PRESENTER: Camila Kolling

ABSTRACT. With the exponential growth of film productions and the popularization of the web, the summary of films has become a useful and important resource.Movies data specifically has become one of the most entertaining sources for viewers, especially during quarantine. However, browsing a movie in enormous collections and searching for a desired scene within a complete movie is a tedious and time-consuming task. As a result, automatic and personalized movie summarization has become a common research topic. In this paper, we focus on emotion summarization for videos with one shot and apply three independent methods for its summarization. We provide two different ways to visualize the main emotions of the generated summary and compare both approaches. The first one uses the original frames of the video and the other uses an open source facial animation tool to create a virtual assistant that provides the emotion summarization.
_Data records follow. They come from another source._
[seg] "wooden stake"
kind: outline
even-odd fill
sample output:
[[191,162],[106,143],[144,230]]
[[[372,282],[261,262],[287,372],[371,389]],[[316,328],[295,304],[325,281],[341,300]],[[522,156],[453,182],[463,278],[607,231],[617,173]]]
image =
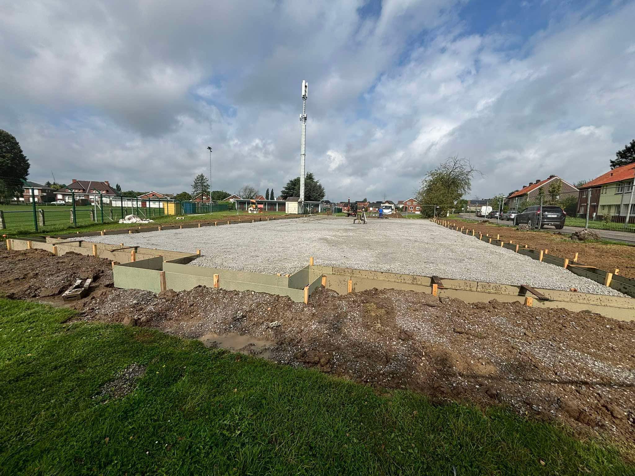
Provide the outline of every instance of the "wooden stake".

For evaluation, we conducted an extrinsic evaluation using a questionnaire to measure the quality of each generated video summary. Experimental results show that even though both videos had similar answers, a different technique for each video had the most satisfying and informative summary

17:30
Where's Wally: A Gigapixel Image Study for Face Recognition in Crowds

ABSTRACT. Several devices can capture images with a large number of people, including those of high resolution known as gigapixel images. Those images can be helpful for studies and investigations, such as finding people in a crowd. They can provide more details but it can become a hard and challenging work problem to identify someone in the crowd. In this paper, we aim to help the work of a human observer with larger images with crowds by reducing the search space for several images to a ranking of ten images related to a specific person. Our model collect faces in a crowded Gigapixel image and then searching for people through the use of three different poses (front, right and left). To evaluate our method, we built a handcraft dataset with 42 people and we achieved a recognition rate of 69% in total dataset. We highlight that from the 31% ``not found'' between first ten in the ranking, many of them are very close to this boundary and, also 92% of non-matched are occluded by some accessory or by another face. Results shown great potential of our method to help a human observer find people in crowd, especially cluttered images, by providing him with a reduced search space.

17:35
Optical Flow Based Background Subtraction with a Moving Camera: Application to Autonomous Driving

ABSTRACT. In this research we present a novel algorithm for background subtraction using a moving camera. Our algorithm is based purely on visual information obtained from a camera mounted on an electric bus, operating in downtown Reno which automatically detects moving objects of interest with the view to provide information for collision avoidance and number of vehicles for an autonomous vehicle. In our approach we exploit the optical flow vectors generated by the motion of the camera on the bus while keeping parameter assumptions at a minimum. At first, we estimate the Focus of Expansion which is used to model and simulate 3D points given the intrinsic parameters of the camera and perform multiple linear regression to estimate the regression equation parameters and implement on the real data set of every frame to identify moving objects. We validated our algorithm using data taken from a common bus route in the city of Reno.